Vision Transformers (ViTs) suffer from quadratic computational complexity in self-attention, while conventional 3D convolutions incur excessive parameters and FLOPs for 3D medical image–text joint modeling. Method: We propose DCFormer, a lightweight and efficient encoder that decomposes 3D convolutions into three orthogonal 1D convolutions—preserving geometric awareness and spatial modeling capability while drastically reducing computation. Integrated with the CLIP cross-modal alignment framework, DCFormer enables end-to-end vision–language joint learning.
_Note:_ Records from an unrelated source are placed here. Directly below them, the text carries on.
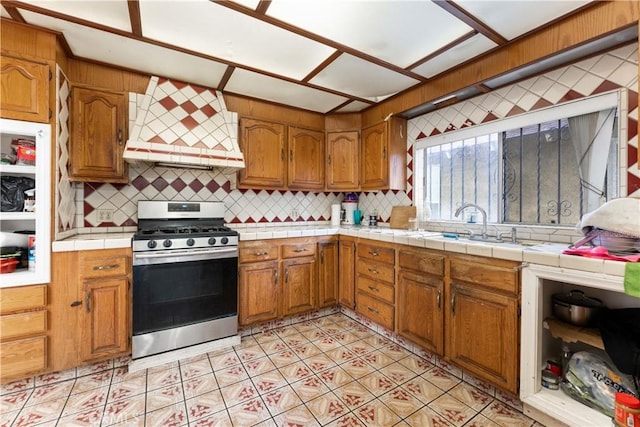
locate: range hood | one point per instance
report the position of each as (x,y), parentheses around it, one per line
(184,125)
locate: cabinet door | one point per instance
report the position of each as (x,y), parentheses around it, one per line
(343,161)
(346,272)
(106,322)
(306,159)
(24,90)
(258,292)
(483,334)
(98,136)
(419,310)
(375,172)
(299,285)
(263,146)
(328,274)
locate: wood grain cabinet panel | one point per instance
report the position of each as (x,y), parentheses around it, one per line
(343,161)
(24,90)
(98,135)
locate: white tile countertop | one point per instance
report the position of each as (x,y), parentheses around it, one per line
(549,254)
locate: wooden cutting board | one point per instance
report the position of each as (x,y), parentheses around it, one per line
(400,216)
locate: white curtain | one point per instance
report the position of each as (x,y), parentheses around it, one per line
(591,135)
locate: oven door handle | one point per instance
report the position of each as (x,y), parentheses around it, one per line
(147,258)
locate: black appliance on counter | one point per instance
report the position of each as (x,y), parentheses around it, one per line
(185,276)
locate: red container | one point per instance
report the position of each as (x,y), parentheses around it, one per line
(8,265)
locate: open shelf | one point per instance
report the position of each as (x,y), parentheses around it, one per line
(571,333)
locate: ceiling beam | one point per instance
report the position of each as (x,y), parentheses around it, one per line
(134,17)
(315,37)
(471,21)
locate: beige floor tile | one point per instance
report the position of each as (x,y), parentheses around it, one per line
(205,405)
(239,392)
(298,416)
(199,385)
(454,411)
(249,412)
(376,413)
(471,396)
(309,388)
(506,416)
(281,400)
(174,415)
(165,396)
(327,408)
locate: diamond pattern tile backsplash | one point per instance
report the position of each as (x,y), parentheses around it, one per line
(613,70)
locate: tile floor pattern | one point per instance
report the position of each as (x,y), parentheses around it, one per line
(327,371)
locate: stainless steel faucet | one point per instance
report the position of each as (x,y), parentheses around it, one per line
(484,217)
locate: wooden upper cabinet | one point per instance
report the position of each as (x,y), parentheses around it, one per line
(343,161)
(24,90)
(384,156)
(263,146)
(98,120)
(306,159)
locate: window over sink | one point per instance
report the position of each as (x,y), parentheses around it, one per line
(546,167)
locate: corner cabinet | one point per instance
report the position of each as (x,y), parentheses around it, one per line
(384,156)
(343,161)
(38,222)
(24,89)
(98,135)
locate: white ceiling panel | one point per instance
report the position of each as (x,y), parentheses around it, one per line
(466,50)
(398,32)
(514,18)
(352,75)
(220,32)
(112,13)
(107,47)
(264,87)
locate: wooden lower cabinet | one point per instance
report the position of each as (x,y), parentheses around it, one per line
(347,272)
(90,289)
(23,332)
(328,279)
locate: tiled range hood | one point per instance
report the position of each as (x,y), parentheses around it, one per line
(184,125)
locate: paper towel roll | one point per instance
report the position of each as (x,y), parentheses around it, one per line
(335,215)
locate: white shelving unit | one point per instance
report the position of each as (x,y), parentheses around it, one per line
(40,220)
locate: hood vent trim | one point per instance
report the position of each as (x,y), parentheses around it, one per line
(185,126)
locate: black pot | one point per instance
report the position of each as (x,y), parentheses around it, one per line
(576,308)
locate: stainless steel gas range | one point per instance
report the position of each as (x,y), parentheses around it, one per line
(185,276)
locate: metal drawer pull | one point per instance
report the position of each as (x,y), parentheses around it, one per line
(105,267)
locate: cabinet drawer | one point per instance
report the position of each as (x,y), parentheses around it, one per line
(98,265)
(294,250)
(422,262)
(23,324)
(22,298)
(261,252)
(493,273)
(375,310)
(376,289)
(22,357)
(376,270)
(376,253)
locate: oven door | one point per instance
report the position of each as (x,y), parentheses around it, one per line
(182,298)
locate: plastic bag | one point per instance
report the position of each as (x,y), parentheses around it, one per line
(593,381)
(13,188)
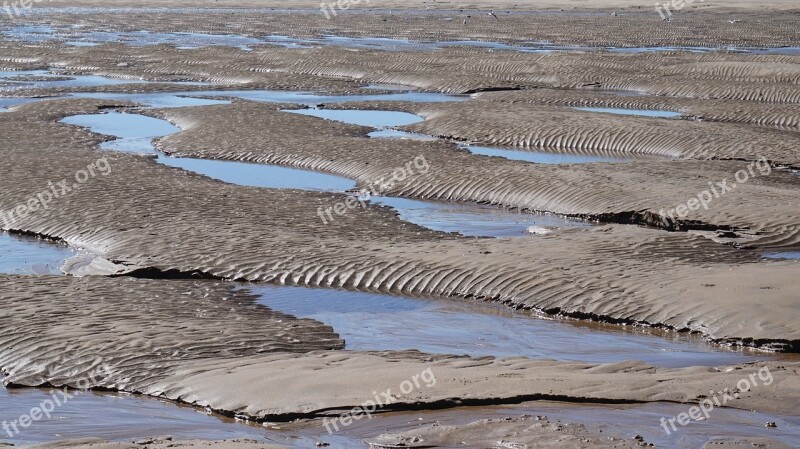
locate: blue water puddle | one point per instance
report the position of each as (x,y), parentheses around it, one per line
(6,103)
(787,255)
(387,87)
(368,321)
(113,416)
(310,99)
(31,255)
(373,119)
(81,44)
(475,220)
(134,132)
(260,175)
(76,37)
(539,157)
(154,100)
(397,134)
(641,112)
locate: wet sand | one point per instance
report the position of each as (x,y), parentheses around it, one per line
(171,326)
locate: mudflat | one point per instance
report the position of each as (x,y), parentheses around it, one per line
(697,113)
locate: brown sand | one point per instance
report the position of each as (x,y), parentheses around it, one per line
(155,443)
(620,273)
(638,194)
(185,341)
(533,431)
(236,358)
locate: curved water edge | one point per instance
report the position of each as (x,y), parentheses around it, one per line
(22,254)
(378,322)
(191,40)
(541,157)
(124,417)
(135,133)
(637,112)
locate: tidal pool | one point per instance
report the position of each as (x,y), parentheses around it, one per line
(474,220)
(370,321)
(20,254)
(541,157)
(640,112)
(373,119)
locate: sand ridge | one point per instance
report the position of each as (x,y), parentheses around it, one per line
(583,273)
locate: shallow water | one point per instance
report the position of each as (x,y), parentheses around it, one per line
(641,112)
(65,81)
(21,254)
(791,255)
(310,99)
(154,100)
(134,132)
(474,220)
(625,420)
(113,416)
(261,175)
(125,417)
(369,321)
(188,40)
(397,134)
(6,103)
(540,157)
(373,119)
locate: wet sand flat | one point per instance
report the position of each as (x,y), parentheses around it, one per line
(678,107)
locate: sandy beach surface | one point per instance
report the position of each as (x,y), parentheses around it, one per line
(134,135)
Results: On the CT-RATE dataset, DCFormer-Tiny achieves 62.0% accuracy and 46.3% F1-score, outperforming mainstream baselines despite requiring orders-of-magnitude fewer parameters than ViT or ConvNeXt variants. This work establishes a computationally efficient and scalable paradigm for 3D medical multimodal understanding under resource-constrained settings.

Vision-language models (VLMs) align visual and textual representations, enabling high-performance zero-shot classification and image-text retrieval in 2D medical imaging. However, extending VLMs to 3D medical imaging remains computationally challenging. Existing 3D VLMs rely on Vision Transformers (ViTs), which are computationally expensive due to self-attention's quadratic complexity, or 3D convolutions, which demand excessive parameters and FLOPs as kernel size increases. We introduce DCFormer, an efficient 3D medical image encoder that factorizes 3D convolutions into three parallel 1D convolutions along depth, height, and width. This design preserves spatial information while significantly reducing computational cost. Integrated into a CLIP-based vision-language framework, DCFormer is evaluated on CT-RATE, a dataset of 50,188 paired 3D chest CT volumes and radiology reports, for zero-shot multi-abnormality detection across 18 pathologies. Compared to ViT, ConvNeXt, PoolFormer, and TransUNet, DCFormer achieves superior efficiency and accuracy, with DCFormer-Tiny reaching 62.0% accuracy and a 46.3% F1-score while using significantly fewer parameters. These results highlight DCFormer's potential for scalable, clinically deployable 3D medical VLMs. Our codes will be publicly available.